The revival of the Blue Jays started when General Manager J.P. Ricciardi was fired. Taking over would be former scouting coordinator Alex Anthopoulos who had a lot of work to do with a Blue Jays team that found itself always looking up to the Yankees and Red Sox in the AL East. Needless to say, Anthopoulos has been a revelation for the fans in Toronto as he hasn’t hesitated to make the necessary trades.
Trading Roy Halladay was bittersweet for the fanbase but it made the team better in the long run. Here are some of the notable deals that Anthopoulos has pulled off:
* Trading Halladay to Philadelphia for prospects including rising pitcher Kyle Drabek.
* Getting rid of Vernon Wells’ big contract by shipping him to the Angels.
* Trading proven starter Shaun Marcum to Milwaukee for highly touted 3B Brett Lawrie.
* Trading for young stars SS Yunel Escobar, 2B Kelly Johnson, and OF Colby Rasmus at their lowest value.
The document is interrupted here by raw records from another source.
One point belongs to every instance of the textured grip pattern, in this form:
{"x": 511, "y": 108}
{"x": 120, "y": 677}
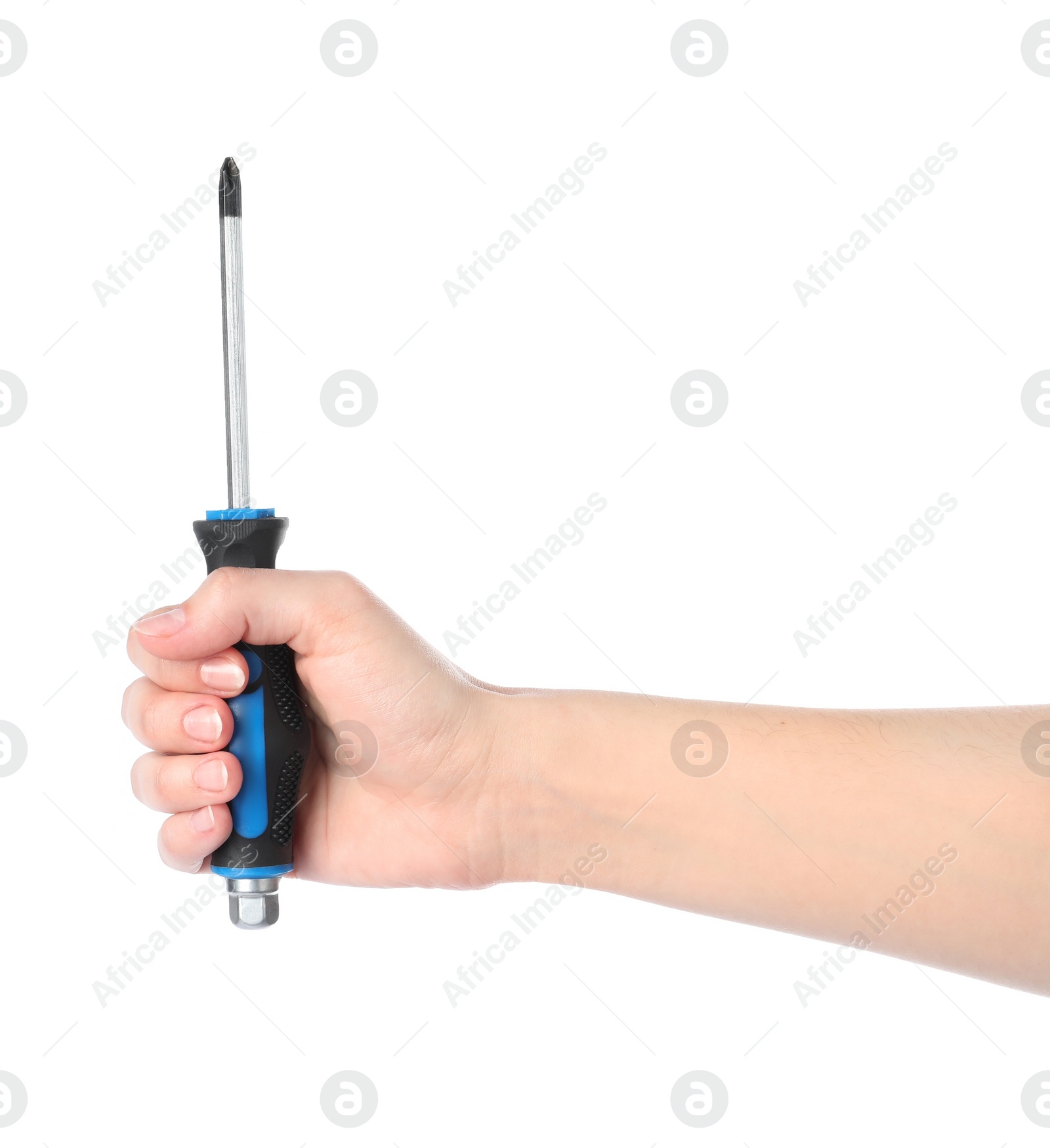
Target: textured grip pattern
{"x": 281, "y": 664}
{"x": 285, "y": 799}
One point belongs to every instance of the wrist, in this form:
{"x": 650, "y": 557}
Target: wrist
{"x": 562, "y": 790}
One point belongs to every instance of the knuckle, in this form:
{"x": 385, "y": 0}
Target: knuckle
{"x": 165, "y": 788}
{"x": 224, "y": 581}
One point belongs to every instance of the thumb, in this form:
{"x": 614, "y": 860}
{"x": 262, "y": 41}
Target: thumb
{"x": 299, "y": 609}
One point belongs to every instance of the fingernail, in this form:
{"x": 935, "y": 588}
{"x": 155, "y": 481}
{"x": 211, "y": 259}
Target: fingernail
{"x": 211, "y": 775}
{"x": 202, "y": 821}
{"x": 223, "y": 674}
{"x": 159, "y": 626}
{"x": 203, "y": 724}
With Escobar, Johnson, and Rasmus, the Blue Jays have three guys that can easily give them at least 20 HRs and 80 RBIs if they reach their full potential. Combine that with rising superstar Brett Lawrie, (who has drawn comparisons to Mike Schmidt), and the Blue Jays have a brilliant core of young guys that can make for a scary lineup. Behind the leadership of sluggers OF Jose Bautista and 1B/DH Adam Lind, Toronto looks to compete with New York and Boston for years to come.
However, as bold as Anthopoulos has been in Toronto, he has proven to be hesitant when it comes to signing “the big free agent”. The big contract that former GM J.P. Ricciardi gave to Vernon Wells likely contributed to the passive nature of the guys in the Blue Jays’ front office. But, the time to sign “the big free agent” may be now for the Jays.
Recent reports indicate that not only is free agent first baseman Prince Fielder interested in the Blue Jays, they are at the top of his list.
In 2011, the 27-year-old Fielder posted a .299 batting average, 38 home runs, 120 runs batted in, .415 on-base percentage and 95 runs scored with Milwaukee. The five-foot-11, 275-pounder is also durable, having played 162, 161 and 162 contests in each of the last three seasons.
Fielder would be a game-changer and could help Toronto at the gate after the Jays ranked 25th out of 30 major league teams last year in attendance with an average of 22,445 per game.
Because of all the Albert Pujols talk, Prince Fielder has been somewhat forgotten. But not only may Fielder be a better long-term signing than Pujols, he may likely come cheaper. Fielder is younger, has proven to be durable, and has finally improved his batting average while continuing to put up serious power numbers. Additionally, the stats won’t show it but Fielder’s defense has improved tremendously since he broke in as a rookie for the Brewers.
Bringing Fielder to Toronto would be a HUGE step towards creating a championship-caliber team in Toronto. Prince Fielder and Jose Bautista would provide as good a 1-2 power hitting combo as there is in all of baseball. Combine that with the potential emergence of guys like Yunel Escobar, Brett Lawrie, and Colby Rasmus and the Blue Jays could be ready to challenge New York and Boston for the AL East crown.
Also, MLB Commissioner Bud Selig has announced that the league will add a Wild Card team in each league no later than 2013. So even if the Jays don’t win their division, their chances of sneaking in the playoffs and doing damage are a lot better.
Toronto hasn’t made the playoffs since 1993 when they won it all on Joe Carter’s walk off home run. The Blue Jays faithful are craving for a shot at the playoffs and another title and while Prince Fielder might not be the “missing link”, bringing him to Toronto would go a long way in making baseball relevant in Canada once again.